Negli occhi e nello sguardo della piccola di casa c’è tutta l’energia e la voglia di andare avanti, di scendere in piazza, di continuare a mostrarsi risoluti e presenti nella difesa dei propri diritti di lavoratori e cittadini onesti e rispettosi di quelle stesse leggi che invece hanno tradito, e voltato le spalle senza il minimo ripensamento. Il danno genotossico infatti, di cui tanto si è parlato e si parlerà, oltre le gravi patologie mediche, comprende anche la voglia di farcela, di riprendersi ciò che è stato tolto e ricostruire una vita serena per chi ha bisogno di crescere e sentirsi protetto da tutto il marcio che deteriora, giorno dopo giorno, le masserie umiliandole e spogliandole di storia, cultura e abbondanza. Il predatore vive di solo presente, non si occupa, né preoccupa, del futuro ma di quello che può guadagnare oggi, per cui è una verità inconfutabile che i primi a difendere il proprio territorio devono essere i cittadini che lo abitano, i primi ad occuparsi e preoccuparsi del proprio futuro è la gente che in prima persona vive nel disagio e nella precarietà.

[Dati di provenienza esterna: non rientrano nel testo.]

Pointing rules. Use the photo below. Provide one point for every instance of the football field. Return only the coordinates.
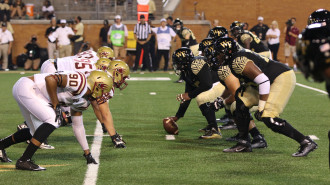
(149, 158)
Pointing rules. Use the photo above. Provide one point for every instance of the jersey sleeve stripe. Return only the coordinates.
(82, 84)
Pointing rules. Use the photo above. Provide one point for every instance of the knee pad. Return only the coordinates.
(242, 112)
(22, 135)
(43, 131)
(276, 124)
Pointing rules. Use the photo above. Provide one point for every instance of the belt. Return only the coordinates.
(55, 64)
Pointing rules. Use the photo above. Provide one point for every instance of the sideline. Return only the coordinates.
(92, 170)
(311, 88)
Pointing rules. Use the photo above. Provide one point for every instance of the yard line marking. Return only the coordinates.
(312, 88)
(92, 169)
(149, 79)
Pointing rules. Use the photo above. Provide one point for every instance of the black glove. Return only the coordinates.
(118, 141)
(258, 115)
(89, 158)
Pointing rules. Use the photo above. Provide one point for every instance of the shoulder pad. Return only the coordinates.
(197, 64)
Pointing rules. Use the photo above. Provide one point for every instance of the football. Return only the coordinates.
(170, 126)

Giocare e correre nello spiazzale della masseria insieme alla piccola Rosa vuol dire rassicurare lei e se stessi che tutto presto cambierà, che nell’ovile ci sarà un nuovo gregge da ammirare e da accudire, e il futuro sarà sinonimo di giustizia e di ricostruzione. E’ ormai incastonata nell’anima la ferita aperta il 10 dicembre 2008, e ancora oggi, ci interroga sul valore di simili manifestazioni se le forze politiche del territorio non hanno la capacità di leggere la storia, di capire la gente, di sostenere lo sguardo di una bambina e di cogliere la bellezza di un diritto collettivo che diviene sogno… che senso ha? Sono proprio i bambini come Rosa invece, che riescono con la loro trasparenza, a dare senso alla marcia contro l’inquinamento, a costituire la vera alta marea tanto temuta, e forse proprio la più temuta! Non si scoraggiano Vittorio e Vincenzo, perché sanno che l’impegno può condurre lontano i loro progetti e desideri, e l’unione infettare il vigore e l’entusiasmo per riscrivere un nuovo capitolo della nostra storia cittadina e delle nostre vite familiari e personali.